Metadata
title: "E-TRAINEE Tutorial - Forest disturbance assessment with Python and the GEE"description: "This is a tutorial within the fourth theme of Module 1 of the E-TRAINEE course."
lastUpdate: 2023-07-21
authors: Andreas Mayr
Forest disturbance assessment with Python and the GEE¶
We want to compare the NDVI time series (spectral-temporal profile) for a disturbed forest location and for an undisturbed location to assess the timing of forest disturbance.
This notebook introduces possibilities for working with Python, the Google Earth Engine (GEE) and additional (helper) packages. You will learn how to extract spectral-temporal profiles for defined locations using the following packages:
- ee - The GEE Python API.
- geemap - A Python package described in Wu (2020). The geemap tools facilitate interactive mapping but also some other tasks with GEE.
- eemont - This package adds utility methods for different Earth Engine Objects which are friendly with Python method chaining (Montero 2021). Thereby, the complexity of the code needed for processing tasks like cloud masking and spectral index calculation is reduced.
- pandas and seaborn are used to process and plot the point-based time series
These packages are contained in the requirements file provided for the course. Please see the instructions on the software page for setting up a Conda environment based on this file.
Note: You will need a Google account with GEE activated (Sign up here, if you do not already have one.).
Define points-of-interest¶
Start with importing the required packages.
import ee, eemont, geemap # ee is the GEE Python API
import pandas as pd
import numpy as np
import seaborn as sns
from matplotlib import pyplot as plt
Authenticate and initialize Earth Engine.
try:
ee.Initialize()
except Exception as e: # If initialize does not work, you probably have to authenticate first
ee.Authenticate()
ee.Initialize()
We want to compare the NDVI time series (spectral-temporal profile) for two points-of-interest: a disturbed forest location and an undisturbed location.

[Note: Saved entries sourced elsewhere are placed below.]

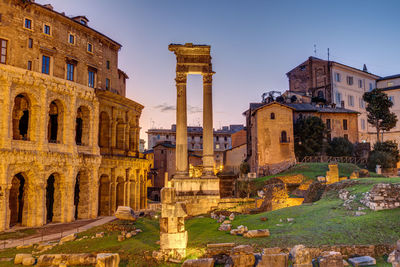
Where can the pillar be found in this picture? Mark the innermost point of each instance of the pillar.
(181, 127)
(208, 144)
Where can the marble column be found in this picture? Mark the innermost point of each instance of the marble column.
(208, 144)
(181, 126)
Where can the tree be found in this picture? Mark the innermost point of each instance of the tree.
(309, 136)
(378, 109)
(340, 146)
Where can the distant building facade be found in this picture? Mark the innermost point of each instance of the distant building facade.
(68, 136)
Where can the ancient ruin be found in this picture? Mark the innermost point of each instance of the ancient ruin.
(201, 193)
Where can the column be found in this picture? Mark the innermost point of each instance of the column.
(208, 144)
(181, 126)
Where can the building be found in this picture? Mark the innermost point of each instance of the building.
(222, 137)
(68, 136)
(270, 136)
(335, 83)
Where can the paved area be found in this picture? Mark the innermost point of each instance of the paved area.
(54, 234)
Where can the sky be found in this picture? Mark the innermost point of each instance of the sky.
(254, 44)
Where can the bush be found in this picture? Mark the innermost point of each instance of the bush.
(340, 147)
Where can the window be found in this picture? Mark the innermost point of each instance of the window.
(70, 71)
(46, 29)
(90, 48)
(28, 24)
(350, 80)
(362, 124)
(30, 43)
(337, 77)
(3, 52)
(46, 65)
(91, 76)
(71, 39)
(351, 100)
(344, 124)
(361, 103)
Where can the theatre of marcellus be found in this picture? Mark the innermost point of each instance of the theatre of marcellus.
(68, 135)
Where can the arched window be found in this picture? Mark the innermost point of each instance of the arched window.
(284, 137)
(20, 118)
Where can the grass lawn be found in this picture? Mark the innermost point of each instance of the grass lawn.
(324, 222)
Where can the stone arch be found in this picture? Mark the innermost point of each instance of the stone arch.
(284, 138)
(104, 195)
(17, 198)
(120, 192)
(82, 128)
(53, 198)
(56, 122)
(81, 195)
(104, 129)
(21, 117)
(120, 133)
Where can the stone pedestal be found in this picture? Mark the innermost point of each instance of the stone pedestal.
(173, 237)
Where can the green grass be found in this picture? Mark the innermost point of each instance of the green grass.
(324, 222)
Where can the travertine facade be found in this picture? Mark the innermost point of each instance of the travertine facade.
(61, 99)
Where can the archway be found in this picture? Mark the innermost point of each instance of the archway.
(120, 196)
(20, 117)
(104, 130)
(16, 199)
(55, 124)
(81, 195)
(104, 196)
(53, 199)
(82, 126)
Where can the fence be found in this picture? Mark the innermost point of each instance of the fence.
(329, 159)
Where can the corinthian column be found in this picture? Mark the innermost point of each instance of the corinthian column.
(181, 126)
(208, 144)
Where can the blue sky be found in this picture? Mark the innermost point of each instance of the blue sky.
(253, 44)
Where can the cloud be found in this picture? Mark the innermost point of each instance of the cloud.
(165, 107)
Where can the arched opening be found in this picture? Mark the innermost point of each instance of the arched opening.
(82, 126)
(104, 130)
(54, 133)
(120, 135)
(16, 199)
(104, 196)
(284, 137)
(120, 192)
(20, 117)
(81, 196)
(53, 199)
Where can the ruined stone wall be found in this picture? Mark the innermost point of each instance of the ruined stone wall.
(275, 141)
(56, 45)
(382, 196)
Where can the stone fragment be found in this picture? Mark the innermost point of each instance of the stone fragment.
(107, 260)
(301, 256)
(207, 262)
(67, 238)
(20, 257)
(225, 227)
(125, 213)
(256, 233)
(362, 261)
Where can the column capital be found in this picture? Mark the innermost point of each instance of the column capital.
(181, 77)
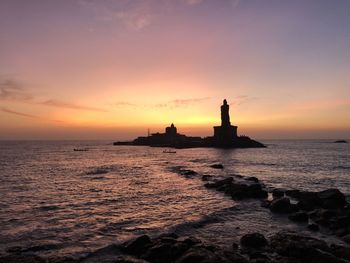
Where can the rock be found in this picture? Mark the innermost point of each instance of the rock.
(165, 252)
(296, 246)
(224, 182)
(313, 227)
(198, 255)
(253, 179)
(241, 191)
(308, 201)
(346, 238)
(265, 203)
(191, 241)
(206, 177)
(341, 251)
(293, 193)
(22, 259)
(332, 199)
(65, 259)
(217, 166)
(138, 246)
(254, 240)
(188, 172)
(299, 217)
(106, 254)
(320, 256)
(281, 205)
(277, 193)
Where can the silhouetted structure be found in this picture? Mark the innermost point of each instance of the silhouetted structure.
(226, 132)
(225, 136)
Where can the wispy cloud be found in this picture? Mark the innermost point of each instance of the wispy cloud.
(192, 2)
(61, 104)
(242, 99)
(134, 15)
(12, 90)
(123, 104)
(177, 103)
(17, 113)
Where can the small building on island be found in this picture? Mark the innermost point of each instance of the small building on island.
(225, 136)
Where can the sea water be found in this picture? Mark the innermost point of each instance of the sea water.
(54, 200)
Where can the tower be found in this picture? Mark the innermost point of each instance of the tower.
(225, 134)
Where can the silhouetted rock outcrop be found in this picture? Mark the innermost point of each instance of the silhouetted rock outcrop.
(225, 136)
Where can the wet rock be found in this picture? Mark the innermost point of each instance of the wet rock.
(277, 193)
(299, 217)
(265, 203)
(332, 199)
(191, 241)
(65, 259)
(313, 227)
(188, 172)
(346, 238)
(138, 246)
(165, 252)
(253, 179)
(281, 205)
(341, 251)
(217, 166)
(308, 201)
(107, 254)
(241, 191)
(254, 240)
(220, 183)
(198, 255)
(22, 259)
(293, 245)
(293, 193)
(320, 256)
(206, 177)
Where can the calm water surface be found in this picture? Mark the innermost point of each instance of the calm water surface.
(79, 201)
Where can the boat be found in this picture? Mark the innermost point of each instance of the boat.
(169, 151)
(80, 149)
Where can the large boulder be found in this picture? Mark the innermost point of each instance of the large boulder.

Create a GEE FeatureCollection by defining locations as geographic coordinates (copied from QGIS) and adding a buffer around each point.
lat = [47.2989635, 47.300451] # two latitude values, one for each point
lon = [11.4038744, 11.417014] # two longitude values, one for each point
mypoints = ee.FeatureCollection([
ee.Feature(ee.Geometry.Point([lon[0],lat[0]]).buffer(50),{'point_ID':1}), # a location with disturbed forest
ee.Feature(ee.Geometry.Point([lon[1],lat[1]]).buffer(50),{'point_ID':2}) # an undisturbed location
])
Let's use the geemap package to display our locations on a map.
Map = geemap.Map()
Map.addLayer(mypoints,{'color':'blue'})
Map.centerObject(mypoints,14) # we provide a zoom level here (14)
Map
Map(center=[47.299707488940804, 11.410444109531477], controls=(WidgetControl(options=['position', 'transparent…
Extract time series for regions¶
Query GEE image collection¶
Query the Landsat 8 image collection from the Google Earth Engine centered around our points-of-interest (a FeatureCollection), and preprocess the image collection. We also calculate two different vegetation indices. The eemont package provides functions to make this easy.
L8 = (ee.ImageCollection('LANDSAT/LC08/C01/T1_SR') # or 'LANDSAT/LC08/C02/T1_L2' for Landsat Collection 2
.filterBounds(mypoints)
.maskClouds()
.scaleAndOffset()
.spectralIndices(['NDVI', 'EVI']))
The eemont package has a function for extracting spectral time series for regions. As regions we use the FeatureCollection containing our points with a buffer. We aggregate the pixels inside the buffer by taking the mean value at each time stamp.
L8_point_ts = L8.getTimeSeriesByRegions(collection = mypoints,
bands = ['NDVI', 'EVI'],
reducer = ee.Reducer.mean(),
scale = 30)
Convert time series to Pandas¶
To utilize the plotting and analysis functionality of Pandas, we convert the time series retrieved as a feature collection to a Pandas DataFrame.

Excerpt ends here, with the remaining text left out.